President Obama was in Denver on Tuesday and met a person wearing a horse head mask. This is obviously a pivotal moment for the country and the world, but with such an occasion comes a bevy of questions: What does it all mean? From whence did the horse mask person come? How often does such a thing occur?

As with anything, these thorny issues cannot be resolved with words alone. We must give ourselves over to the comfort of data and numbers, knowing that only through these avenues can we find salvation and providence.

So, onto the charts.

Alberto Cairo:
There is a lot to praise in what all those ventures — and others that will appear in the future — are trying to achieve. Journalists are known for being allergic to math and to the scientific method; some even proudly boast about it. Many in our profession still stick to flawed practices, such as asking the same questions to two or more sources and then just reporting their answers, without weighing the evidence and then pointing out which opinion is better grounded.

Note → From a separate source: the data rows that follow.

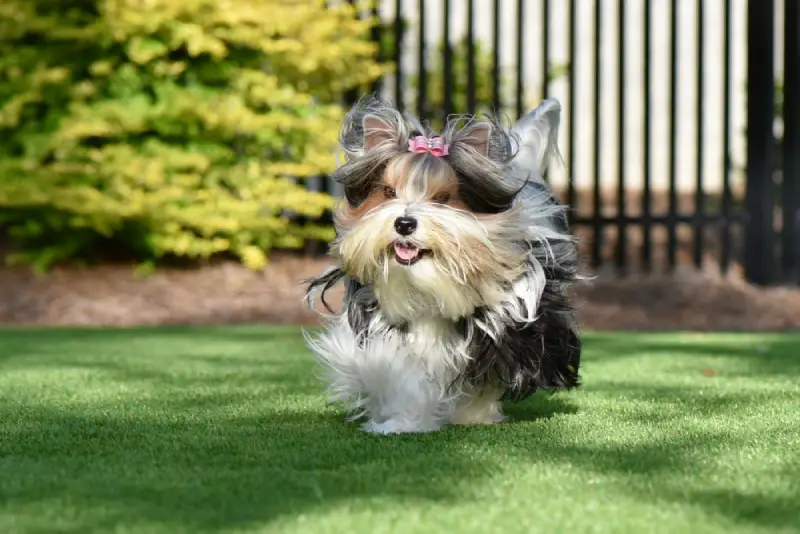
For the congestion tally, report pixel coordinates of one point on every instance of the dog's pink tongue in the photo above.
(405, 252)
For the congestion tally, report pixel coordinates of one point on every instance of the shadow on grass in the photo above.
(190, 463)
(762, 355)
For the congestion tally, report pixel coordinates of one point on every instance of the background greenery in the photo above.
(180, 128)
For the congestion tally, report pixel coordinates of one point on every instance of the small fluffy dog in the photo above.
(456, 260)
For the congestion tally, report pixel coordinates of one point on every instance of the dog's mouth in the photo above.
(407, 253)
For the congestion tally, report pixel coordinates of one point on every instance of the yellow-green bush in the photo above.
(170, 127)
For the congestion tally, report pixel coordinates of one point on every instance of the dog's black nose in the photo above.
(405, 225)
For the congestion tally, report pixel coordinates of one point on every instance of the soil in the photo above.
(225, 293)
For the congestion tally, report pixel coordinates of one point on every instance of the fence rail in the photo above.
(659, 98)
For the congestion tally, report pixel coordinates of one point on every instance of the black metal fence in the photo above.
(748, 218)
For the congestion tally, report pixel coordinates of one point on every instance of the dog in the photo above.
(456, 260)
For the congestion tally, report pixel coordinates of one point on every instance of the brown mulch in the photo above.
(225, 293)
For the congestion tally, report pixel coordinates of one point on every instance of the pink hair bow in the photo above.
(434, 145)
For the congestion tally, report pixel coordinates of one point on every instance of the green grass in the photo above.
(226, 430)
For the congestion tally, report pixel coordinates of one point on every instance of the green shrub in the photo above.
(170, 127)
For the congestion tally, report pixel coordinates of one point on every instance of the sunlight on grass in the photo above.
(226, 430)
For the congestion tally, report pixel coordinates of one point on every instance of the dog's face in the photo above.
(429, 237)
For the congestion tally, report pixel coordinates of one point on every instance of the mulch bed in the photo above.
(225, 293)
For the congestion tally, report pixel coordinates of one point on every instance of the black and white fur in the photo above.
(410, 352)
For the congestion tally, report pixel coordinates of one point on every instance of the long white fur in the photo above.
(404, 381)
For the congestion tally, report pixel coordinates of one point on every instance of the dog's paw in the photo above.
(397, 426)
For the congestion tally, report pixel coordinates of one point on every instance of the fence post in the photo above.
(759, 261)
(790, 247)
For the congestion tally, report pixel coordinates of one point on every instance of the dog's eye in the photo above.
(442, 198)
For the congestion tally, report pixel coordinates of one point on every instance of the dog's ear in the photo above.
(477, 136)
(538, 136)
(376, 132)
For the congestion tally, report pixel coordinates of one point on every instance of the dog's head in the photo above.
(430, 221)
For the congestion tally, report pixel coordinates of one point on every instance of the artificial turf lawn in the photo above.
(226, 430)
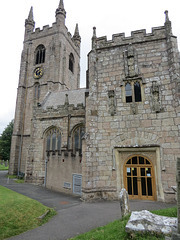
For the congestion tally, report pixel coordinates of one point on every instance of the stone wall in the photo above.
(112, 123)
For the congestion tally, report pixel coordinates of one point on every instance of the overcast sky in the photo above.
(109, 17)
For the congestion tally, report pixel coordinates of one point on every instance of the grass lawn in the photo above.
(19, 213)
(116, 229)
(2, 167)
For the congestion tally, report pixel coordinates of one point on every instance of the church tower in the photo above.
(50, 62)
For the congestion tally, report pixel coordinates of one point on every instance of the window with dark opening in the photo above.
(77, 138)
(40, 54)
(137, 92)
(53, 140)
(71, 62)
(133, 92)
(128, 90)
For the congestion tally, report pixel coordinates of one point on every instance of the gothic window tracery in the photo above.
(40, 54)
(53, 140)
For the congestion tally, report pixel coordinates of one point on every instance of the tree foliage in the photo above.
(5, 141)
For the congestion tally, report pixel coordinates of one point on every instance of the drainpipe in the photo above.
(45, 177)
(23, 117)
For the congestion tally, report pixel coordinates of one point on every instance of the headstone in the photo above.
(147, 222)
(176, 235)
(124, 202)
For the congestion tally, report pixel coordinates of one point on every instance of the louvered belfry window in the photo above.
(40, 54)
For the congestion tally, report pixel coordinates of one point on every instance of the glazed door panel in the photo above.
(139, 178)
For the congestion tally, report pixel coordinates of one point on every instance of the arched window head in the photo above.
(40, 54)
(77, 135)
(53, 141)
(71, 62)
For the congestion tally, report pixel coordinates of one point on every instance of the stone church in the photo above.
(121, 131)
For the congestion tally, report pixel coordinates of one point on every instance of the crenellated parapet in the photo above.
(138, 36)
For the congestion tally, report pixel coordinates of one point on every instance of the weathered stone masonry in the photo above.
(118, 129)
(122, 131)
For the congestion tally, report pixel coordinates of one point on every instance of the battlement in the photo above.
(136, 36)
(50, 30)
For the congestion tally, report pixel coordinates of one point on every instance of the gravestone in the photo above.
(176, 235)
(124, 202)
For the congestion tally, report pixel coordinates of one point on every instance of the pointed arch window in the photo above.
(77, 135)
(53, 141)
(40, 53)
(133, 92)
(71, 62)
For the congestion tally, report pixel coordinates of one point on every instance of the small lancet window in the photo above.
(137, 92)
(40, 54)
(71, 62)
(128, 90)
(53, 140)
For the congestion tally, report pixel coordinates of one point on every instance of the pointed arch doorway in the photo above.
(139, 178)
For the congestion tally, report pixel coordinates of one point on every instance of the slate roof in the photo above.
(58, 98)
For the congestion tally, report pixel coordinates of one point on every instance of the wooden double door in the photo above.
(139, 178)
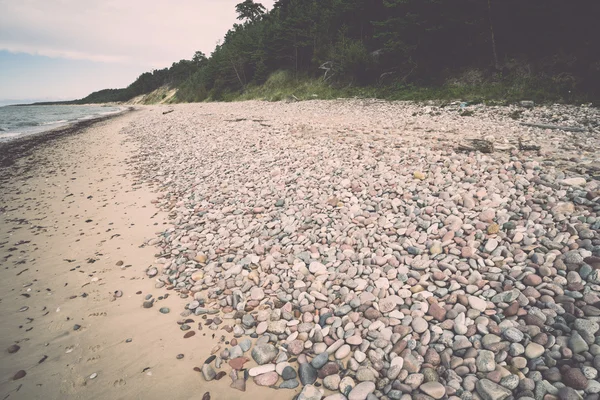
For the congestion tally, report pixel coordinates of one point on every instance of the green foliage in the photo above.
(544, 50)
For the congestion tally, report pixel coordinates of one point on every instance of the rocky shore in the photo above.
(348, 250)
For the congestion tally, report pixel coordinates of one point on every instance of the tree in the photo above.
(199, 59)
(249, 10)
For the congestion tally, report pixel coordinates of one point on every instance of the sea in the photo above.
(18, 121)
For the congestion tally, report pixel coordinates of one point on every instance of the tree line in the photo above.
(394, 43)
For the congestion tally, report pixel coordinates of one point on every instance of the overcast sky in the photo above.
(64, 49)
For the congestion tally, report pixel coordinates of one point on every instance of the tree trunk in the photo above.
(496, 63)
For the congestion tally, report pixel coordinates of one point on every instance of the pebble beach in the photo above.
(348, 249)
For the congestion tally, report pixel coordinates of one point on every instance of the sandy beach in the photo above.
(72, 233)
(347, 236)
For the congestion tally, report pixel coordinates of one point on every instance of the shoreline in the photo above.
(75, 224)
(20, 146)
(247, 222)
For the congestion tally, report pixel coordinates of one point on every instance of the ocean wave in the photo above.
(61, 121)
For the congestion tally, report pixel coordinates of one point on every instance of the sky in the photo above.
(66, 49)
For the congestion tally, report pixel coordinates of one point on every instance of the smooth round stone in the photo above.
(332, 382)
(267, 379)
(307, 374)
(354, 340)
(342, 352)
(296, 347)
(319, 348)
(433, 389)
(288, 373)
(419, 325)
(534, 350)
(290, 384)
(262, 369)
(264, 353)
(320, 360)
(13, 348)
(477, 304)
(362, 391)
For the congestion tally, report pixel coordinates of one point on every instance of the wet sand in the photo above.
(70, 212)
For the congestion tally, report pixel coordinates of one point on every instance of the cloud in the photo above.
(58, 53)
(152, 34)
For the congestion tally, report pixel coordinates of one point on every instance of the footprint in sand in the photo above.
(119, 382)
(100, 314)
(94, 349)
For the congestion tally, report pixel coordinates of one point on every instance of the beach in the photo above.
(354, 230)
(71, 215)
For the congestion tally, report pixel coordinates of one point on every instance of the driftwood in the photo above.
(484, 146)
(546, 126)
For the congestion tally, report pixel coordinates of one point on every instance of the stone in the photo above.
(208, 372)
(567, 393)
(289, 384)
(419, 325)
(332, 382)
(342, 352)
(288, 373)
(573, 377)
(534, 350)
(310, 392)
(320, 360)
(262, 369)
(257, 293)
(489, 390)
(485, 361)
(477, 304)
(362, 391)
(263, 353)
(307, 374)
(433, 389)
(437, 312)
(13, 348)
(577, 343)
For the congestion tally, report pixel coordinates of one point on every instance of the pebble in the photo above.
(266, 379)
(361, 391)
(13, 348)
(433, 389)
(394, 253)
(307, 374)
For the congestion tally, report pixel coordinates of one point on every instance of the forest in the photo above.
(547, 50)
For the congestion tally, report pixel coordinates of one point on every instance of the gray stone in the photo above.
(307, 374)
(489, 390)
(263, 353)
(361, 391)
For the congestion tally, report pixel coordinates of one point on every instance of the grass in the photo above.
(283, 85)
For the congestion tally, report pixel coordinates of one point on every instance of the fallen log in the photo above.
(484, 146)
(526, 146)
(546, 126)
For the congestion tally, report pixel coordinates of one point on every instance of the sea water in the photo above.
(17, 121)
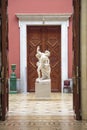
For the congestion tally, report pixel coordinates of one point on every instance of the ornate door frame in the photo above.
(43, 20)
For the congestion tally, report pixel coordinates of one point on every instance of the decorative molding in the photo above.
(43, 17)
(41, 20)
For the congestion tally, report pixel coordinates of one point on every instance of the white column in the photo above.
(64, 52)
(23, 58)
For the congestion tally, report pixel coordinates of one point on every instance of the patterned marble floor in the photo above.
(28, 113)
(28, 104)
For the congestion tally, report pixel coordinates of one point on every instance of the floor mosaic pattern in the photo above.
(27, 104)
(28, 113)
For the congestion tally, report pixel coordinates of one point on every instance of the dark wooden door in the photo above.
(48, 38)
(3, 61)
(76, 60)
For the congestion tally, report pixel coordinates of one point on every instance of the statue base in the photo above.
(43, 88)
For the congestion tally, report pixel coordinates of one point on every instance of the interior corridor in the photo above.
(26, 112)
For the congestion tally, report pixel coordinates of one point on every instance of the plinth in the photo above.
(43, 88)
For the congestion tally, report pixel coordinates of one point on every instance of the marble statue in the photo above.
(43, 64)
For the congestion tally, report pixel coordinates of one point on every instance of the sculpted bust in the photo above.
(43, 64)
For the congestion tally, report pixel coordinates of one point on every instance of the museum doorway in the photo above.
(48, 38)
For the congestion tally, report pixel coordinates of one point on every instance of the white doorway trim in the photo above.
(42, 20)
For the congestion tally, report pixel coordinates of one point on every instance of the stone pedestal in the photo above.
(43, 88)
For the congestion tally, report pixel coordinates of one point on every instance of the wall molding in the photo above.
(43, 20)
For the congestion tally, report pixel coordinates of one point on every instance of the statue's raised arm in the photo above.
(43, 64)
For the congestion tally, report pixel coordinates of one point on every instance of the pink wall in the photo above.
(31, 6)
(70, 50)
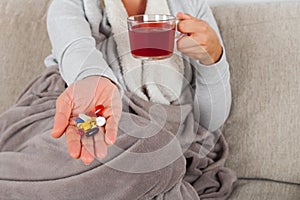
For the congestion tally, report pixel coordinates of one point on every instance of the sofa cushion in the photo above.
(264, 190)
(23, 47)
(263, 49)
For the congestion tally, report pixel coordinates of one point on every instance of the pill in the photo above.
(100, 121)
(84, 117)
(99, 110)
(79, 120)
(92, 131)
(86, 126)
(81, 132)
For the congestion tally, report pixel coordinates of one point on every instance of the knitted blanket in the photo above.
(161, 152)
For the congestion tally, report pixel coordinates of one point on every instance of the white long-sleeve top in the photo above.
(80, 35)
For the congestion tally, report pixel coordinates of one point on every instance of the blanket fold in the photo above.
(160, 153)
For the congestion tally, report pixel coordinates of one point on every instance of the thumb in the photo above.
(62, 115)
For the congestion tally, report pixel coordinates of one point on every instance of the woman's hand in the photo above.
(200, 41)
(82, 97)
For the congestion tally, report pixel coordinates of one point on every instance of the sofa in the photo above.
(263, 49)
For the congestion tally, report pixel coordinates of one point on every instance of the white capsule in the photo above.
(100, 121)
(84, 117)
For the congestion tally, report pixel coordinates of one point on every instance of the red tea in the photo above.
(154, 40)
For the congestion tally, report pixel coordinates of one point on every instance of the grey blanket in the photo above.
(160, 153)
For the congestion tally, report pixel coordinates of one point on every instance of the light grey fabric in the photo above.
(139, 165)
(263, 45)
(82, 45)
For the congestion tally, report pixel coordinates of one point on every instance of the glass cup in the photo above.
(151, 36)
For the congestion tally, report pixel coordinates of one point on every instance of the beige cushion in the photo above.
(263, 49)
(264, 190)
(24, 44)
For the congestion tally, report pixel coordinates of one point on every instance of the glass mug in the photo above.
(151, 36)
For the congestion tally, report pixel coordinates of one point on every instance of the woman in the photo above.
(159, 148)
(80, 35)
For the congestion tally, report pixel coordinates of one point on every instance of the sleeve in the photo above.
(213, 92)
(73, 45)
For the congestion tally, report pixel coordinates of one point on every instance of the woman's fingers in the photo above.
(62, 115)
(100, 145)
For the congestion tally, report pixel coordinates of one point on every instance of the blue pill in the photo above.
(92, 131)
(79, 120)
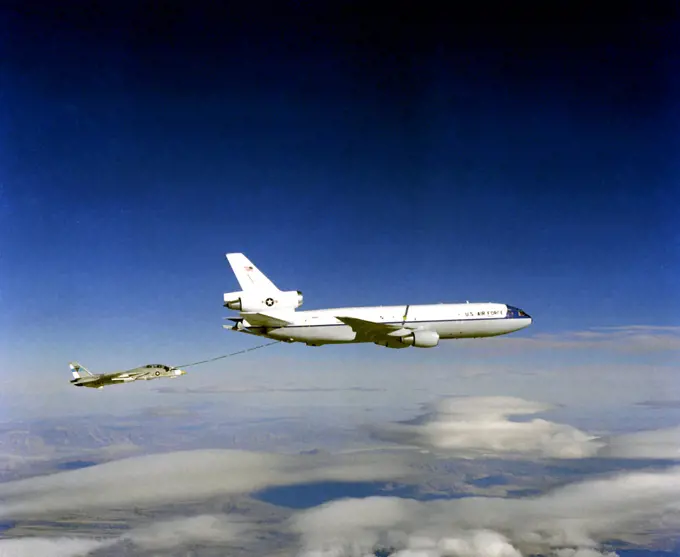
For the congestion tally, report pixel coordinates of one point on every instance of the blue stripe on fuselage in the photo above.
(292, 326)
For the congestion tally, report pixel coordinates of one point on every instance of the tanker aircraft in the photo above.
(266, 311)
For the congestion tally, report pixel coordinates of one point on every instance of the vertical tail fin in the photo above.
(78, 371)
(249, 276)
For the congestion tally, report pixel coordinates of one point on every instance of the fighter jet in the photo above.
(83, 378)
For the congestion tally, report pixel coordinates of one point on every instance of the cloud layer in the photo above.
(632, 338)
(481, 427)
(568, 521)
(183, 476)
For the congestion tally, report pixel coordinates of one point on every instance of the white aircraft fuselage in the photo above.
(270, 313)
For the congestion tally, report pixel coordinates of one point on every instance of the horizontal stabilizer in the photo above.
(261, 319)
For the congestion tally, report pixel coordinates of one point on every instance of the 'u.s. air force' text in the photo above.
(489, 313)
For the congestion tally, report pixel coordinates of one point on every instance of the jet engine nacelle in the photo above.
(261, 301)
(421, 339)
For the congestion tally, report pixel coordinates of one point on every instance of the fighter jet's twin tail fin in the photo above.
(79, 371)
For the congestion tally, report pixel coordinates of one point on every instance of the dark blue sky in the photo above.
(363, 160)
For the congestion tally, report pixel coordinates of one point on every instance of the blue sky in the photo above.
(442, 173)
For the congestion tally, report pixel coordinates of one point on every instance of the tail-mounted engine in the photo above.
(261, 301)
(421, 339)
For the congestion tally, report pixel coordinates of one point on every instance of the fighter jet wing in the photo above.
(373, 330)
(124, 376)
(261, 319)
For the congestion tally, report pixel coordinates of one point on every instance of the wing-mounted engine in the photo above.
(260, 301)
(421, 339)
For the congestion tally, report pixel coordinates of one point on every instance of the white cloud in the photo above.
(182, 476)
(213, 529)
(202, 529)
(480, 427)
(54, 547)
(655, 444)
(570, 521)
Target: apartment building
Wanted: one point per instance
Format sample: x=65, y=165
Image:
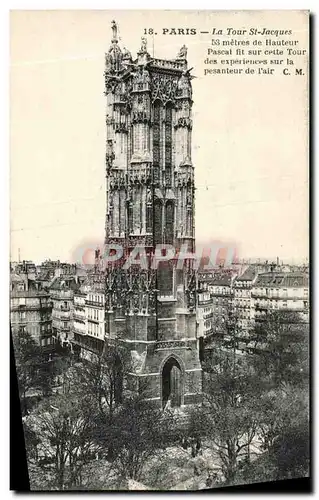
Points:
x=279, y=291
x=30, y=310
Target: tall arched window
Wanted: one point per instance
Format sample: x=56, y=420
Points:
x=158, y=222
x=169, y=223
x=157, y=141
x=168, y=145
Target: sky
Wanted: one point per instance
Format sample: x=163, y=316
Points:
x=250, y=134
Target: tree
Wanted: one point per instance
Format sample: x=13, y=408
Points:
x=281, y=347
x=140, y=430
x=228, y=416
x=66, y=431
x=102, y=377
x=28, y=358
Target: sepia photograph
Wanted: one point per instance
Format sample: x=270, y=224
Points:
x=159, y=248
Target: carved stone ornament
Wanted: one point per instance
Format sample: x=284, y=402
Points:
x=182, y=53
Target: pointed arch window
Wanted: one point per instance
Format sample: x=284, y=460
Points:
x=169, y=223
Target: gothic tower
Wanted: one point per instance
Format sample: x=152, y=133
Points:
x=150, y=202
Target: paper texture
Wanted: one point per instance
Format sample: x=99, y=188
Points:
x=138, y=128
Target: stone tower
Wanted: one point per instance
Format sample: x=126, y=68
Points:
x=150, y=202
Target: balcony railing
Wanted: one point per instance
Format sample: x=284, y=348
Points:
x=79, y=317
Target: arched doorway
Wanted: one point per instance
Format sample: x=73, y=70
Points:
x=172, y=383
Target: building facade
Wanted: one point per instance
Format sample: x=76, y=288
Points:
x=89, y=317
x=150, y=201
x=280, y=291
x=30, y=311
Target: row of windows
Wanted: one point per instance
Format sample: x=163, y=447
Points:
x=93, y=314
x=96, y=298
x=94, y=329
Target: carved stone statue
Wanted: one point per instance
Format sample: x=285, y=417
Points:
x=126, y=54
x=114, y=30
x=182, y=53
x=143, y=45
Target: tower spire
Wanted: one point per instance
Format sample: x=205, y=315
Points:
x=114, y=31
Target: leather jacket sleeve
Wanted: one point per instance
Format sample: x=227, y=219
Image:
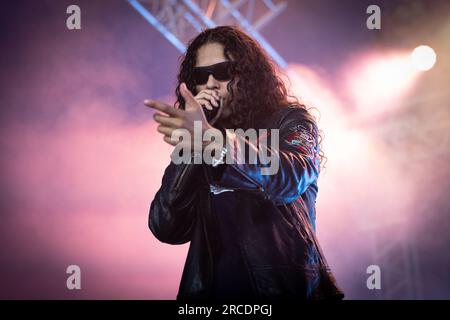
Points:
x=172, y=212
x=299, y=164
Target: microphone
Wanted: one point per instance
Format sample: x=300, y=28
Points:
x=213, y=115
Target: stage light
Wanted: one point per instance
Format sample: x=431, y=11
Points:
x=423, y=58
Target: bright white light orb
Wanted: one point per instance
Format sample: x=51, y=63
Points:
x=423, y=58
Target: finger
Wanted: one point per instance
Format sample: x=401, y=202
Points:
x=165, y=130
x=187, y=95
x=168, y=121
x=164, y=107
x=211, y=98
x=169, y=141
x=205, y=103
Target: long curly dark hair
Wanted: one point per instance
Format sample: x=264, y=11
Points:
x=259, y=91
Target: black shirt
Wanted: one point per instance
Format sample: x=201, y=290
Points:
x=231, y=279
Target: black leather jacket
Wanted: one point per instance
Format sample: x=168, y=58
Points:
x=276, y=218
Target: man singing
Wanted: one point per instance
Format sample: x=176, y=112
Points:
x=252, y=234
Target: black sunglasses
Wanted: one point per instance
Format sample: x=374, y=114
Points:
x=220, y=71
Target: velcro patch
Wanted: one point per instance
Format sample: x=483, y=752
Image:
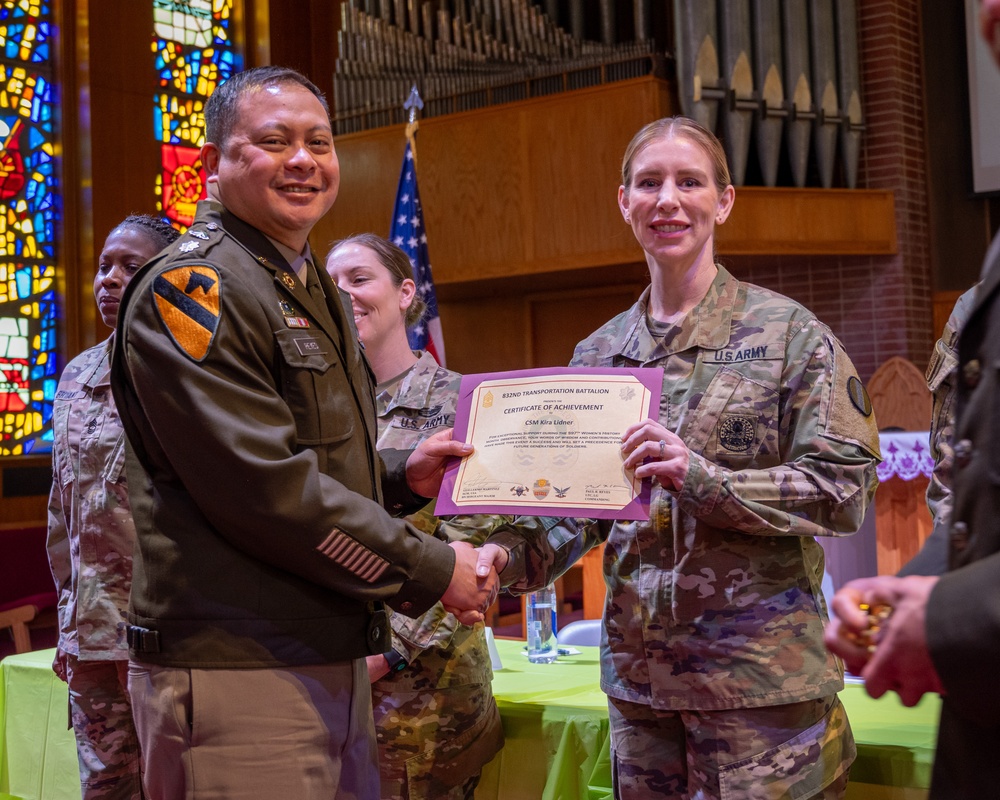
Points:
x=187, y=300
x=737, y=432
x=353, y=556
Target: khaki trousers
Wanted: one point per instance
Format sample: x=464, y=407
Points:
x=248, y=734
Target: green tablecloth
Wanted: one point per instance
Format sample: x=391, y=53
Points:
x=554, y=716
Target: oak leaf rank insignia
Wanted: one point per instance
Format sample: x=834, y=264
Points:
x=187, y=300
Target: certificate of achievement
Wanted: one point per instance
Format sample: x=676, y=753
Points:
x=548, y=442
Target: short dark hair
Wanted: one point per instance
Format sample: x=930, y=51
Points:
x=157, y=230
x=394, y=259
x=223, y=107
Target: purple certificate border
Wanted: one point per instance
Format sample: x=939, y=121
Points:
x=636, y=509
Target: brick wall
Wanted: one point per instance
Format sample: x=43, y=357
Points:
x=878, y=306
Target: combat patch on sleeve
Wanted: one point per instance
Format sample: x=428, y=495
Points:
x=856, y=391
x=187, y=300
x=850, y=417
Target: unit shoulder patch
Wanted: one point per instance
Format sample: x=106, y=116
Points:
x=188, y=301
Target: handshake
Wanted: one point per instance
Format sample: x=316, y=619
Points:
x=475, y=582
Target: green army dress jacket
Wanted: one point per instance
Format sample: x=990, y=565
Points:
x=436, y=720
x=253, y=475
x=714, y=602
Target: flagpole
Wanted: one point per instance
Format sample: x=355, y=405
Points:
x=412, y=105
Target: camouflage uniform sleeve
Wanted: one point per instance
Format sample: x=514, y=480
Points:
x=932, y=558
x=541, y=549
x=58, y=547
x=829, y=448
x=435, y=627
x=941, y=381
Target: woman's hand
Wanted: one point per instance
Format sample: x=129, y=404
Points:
x=652, y=450
x=59, y=664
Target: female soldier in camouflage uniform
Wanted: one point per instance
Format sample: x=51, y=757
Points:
x=719, y=684
x=91, y=534
x=435, y=718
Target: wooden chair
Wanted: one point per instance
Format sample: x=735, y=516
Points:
x=900, y=396
x=26, y=587
x=902, y=401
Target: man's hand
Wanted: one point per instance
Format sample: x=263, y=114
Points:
x=491, y=556
x=468, y=595
x=425, y=466
x=899, y=659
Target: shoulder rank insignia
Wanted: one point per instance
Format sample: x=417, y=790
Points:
x=187, y=300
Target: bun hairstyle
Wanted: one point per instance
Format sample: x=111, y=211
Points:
x=157, y=230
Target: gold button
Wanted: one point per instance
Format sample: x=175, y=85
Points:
x=970, y=371
x=959, y=536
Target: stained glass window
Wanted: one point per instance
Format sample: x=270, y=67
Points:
x=29, y=211
x=195, y=50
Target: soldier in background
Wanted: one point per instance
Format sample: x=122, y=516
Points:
x=712, y=649
x=436, y=721
x=91, y=534
x=941, y=633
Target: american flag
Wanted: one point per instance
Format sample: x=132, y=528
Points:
x=408, y=232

At first, the current popularity of the new wave of data journalism seemed to be a good antidote to the epidemic of hardball punditry and tomfriedmanism that has plagued the news for ages. When  Silver published FiveThirtyEight’s foundational manifesto, “What the Fox Knows,” I applauded him with enthusiasm. After all, bad data is pervasive in traditional newsrooms. If you think I’m exaggerating, read this recent and infuriating Washington Post op-ed, which gets causality wrong, is oblivious of ecological fallacies, misinterprets sources, and ends with a coarse, insulting, and condescending line. Don’t blame just the authors. Blame the editors at the Post, too.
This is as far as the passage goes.